Hallett A F, Adhikari M, Cooper R, Coovadia H M
Trans R Soc Trop Med Hyg. 1977;71(3):241-6. doi: 10.1016/0035-9203(77)90016-5.
Streptococcal infection remains almost the sole cause of the clinical syndrome of acute glomerulonephritis in African children. Evidence for this is in elevated levels of antistreptolysin "O" (ASO) titre in 93% of 28 patients and growth of Group Abeta haemolytic streptococci from the skin and throat in 32%. Spread of infection from the skin, where lesions were present in all patients, to the throat would account for positive cultures at both sites and the frequent and vigorous antistreptolysin "O" responses. Clinical recovery occurred in most within seven days and in all within 60 days of admission. IgG and IgA, but not IgM, were increased in patients; C4 was normal in the majority and low in seven out of 24 (29%), C3 was diminished in 26 out of 28 (93%) and the mean level of C3 PA was lower than in controls. Total haemolytic complement paralleled C3 values; C3 breakdown products were not detected in any patient. Renal biopsies in seven out of 28 patients showed typical histological changes of diffuse exudative proliferative glomerulonephritis on light microscopy and fibrinogen and C3 on immunofluorescent staining. These findings suggest that events leading to glomerular damage in acute post-streptococcal nephritis in African children involve activation of both classical and alternative pathways of complement proteins and also confirm the well recognized and predictable nature of the disease, irrespective of geographical distribution.

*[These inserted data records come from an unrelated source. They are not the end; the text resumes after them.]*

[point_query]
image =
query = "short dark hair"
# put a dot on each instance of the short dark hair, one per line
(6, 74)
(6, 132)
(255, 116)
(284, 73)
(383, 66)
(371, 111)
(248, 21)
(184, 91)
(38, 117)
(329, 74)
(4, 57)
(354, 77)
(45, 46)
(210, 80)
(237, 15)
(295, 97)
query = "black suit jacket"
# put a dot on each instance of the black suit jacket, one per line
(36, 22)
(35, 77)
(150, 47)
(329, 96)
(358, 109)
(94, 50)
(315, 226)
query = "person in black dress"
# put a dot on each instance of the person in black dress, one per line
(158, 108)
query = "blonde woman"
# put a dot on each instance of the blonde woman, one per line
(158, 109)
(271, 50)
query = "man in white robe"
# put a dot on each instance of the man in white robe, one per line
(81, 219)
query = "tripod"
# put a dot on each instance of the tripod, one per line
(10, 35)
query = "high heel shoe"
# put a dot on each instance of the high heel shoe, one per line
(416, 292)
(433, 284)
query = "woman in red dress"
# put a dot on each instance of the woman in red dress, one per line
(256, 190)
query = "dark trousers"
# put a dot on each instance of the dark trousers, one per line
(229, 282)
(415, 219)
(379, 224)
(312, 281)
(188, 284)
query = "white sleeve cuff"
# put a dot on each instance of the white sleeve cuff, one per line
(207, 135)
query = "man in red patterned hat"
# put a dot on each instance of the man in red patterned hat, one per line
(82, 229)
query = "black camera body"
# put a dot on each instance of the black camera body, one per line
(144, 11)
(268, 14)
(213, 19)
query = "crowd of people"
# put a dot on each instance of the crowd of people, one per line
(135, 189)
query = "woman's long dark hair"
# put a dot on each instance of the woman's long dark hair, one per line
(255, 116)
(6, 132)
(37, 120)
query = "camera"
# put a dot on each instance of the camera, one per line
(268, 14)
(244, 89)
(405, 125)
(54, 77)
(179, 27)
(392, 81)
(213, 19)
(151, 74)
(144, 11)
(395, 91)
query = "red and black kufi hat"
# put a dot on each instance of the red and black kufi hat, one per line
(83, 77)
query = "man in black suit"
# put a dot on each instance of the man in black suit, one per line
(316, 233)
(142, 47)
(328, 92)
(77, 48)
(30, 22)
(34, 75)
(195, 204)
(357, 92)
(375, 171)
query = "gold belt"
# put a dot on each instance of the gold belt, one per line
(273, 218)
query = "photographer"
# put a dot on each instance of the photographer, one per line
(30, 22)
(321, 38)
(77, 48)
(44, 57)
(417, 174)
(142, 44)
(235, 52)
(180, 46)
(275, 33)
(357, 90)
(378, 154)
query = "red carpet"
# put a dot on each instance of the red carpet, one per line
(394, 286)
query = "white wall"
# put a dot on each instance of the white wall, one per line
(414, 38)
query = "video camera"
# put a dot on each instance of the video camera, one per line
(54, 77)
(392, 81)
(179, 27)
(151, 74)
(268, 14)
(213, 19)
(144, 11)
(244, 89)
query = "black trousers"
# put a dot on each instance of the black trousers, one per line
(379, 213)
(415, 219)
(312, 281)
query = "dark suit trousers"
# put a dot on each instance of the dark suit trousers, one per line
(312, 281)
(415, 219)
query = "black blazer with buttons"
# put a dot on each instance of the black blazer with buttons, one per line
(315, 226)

链球菌感染几乎仍是非洲儿童急性肾小球肾炎临床综合征的唯一病因。28例患者中有93%的抗链球菌溶血素“O”(ASO)滴度升高,32%的患者皮肤和咽喉部培养出Aβ溶血性链球菌,这些均为此提供了证据。所有患者均有皮肤病变,感染从皮肤扩散至咽喉部,这可以解释两个部位培养结果呈阳性以及频繁且强烈的抗链球菌溶血素“O”反应。大多数患者在入院7天内临床症状缓解,所有患者在60天内均康复。患者体内IgG和IgA升高,但IgM未升高;多数患者C4正常,24例中有7例(29%)降低,28例中有26例(93%)C3减少,C3PA平均水平低于对照组。总溶血补体与C3值平行;所有患者均未检测到C3裂解产物。28例患者中有7例行肾活检,光镜下显示典型的弥漫性渗出性增殖性肾小球肾炎组织学改变,免疫荧光染色显示有纤维蛋白原和C3。这些发现表明,非洲儿童急性链球菌感染后肾炎导致肾小球损伤的过程涉及补体蛋白经典途径和替代途径的激活,也证实了该疾病具有公认的、可预测的特性,与地理分布无关。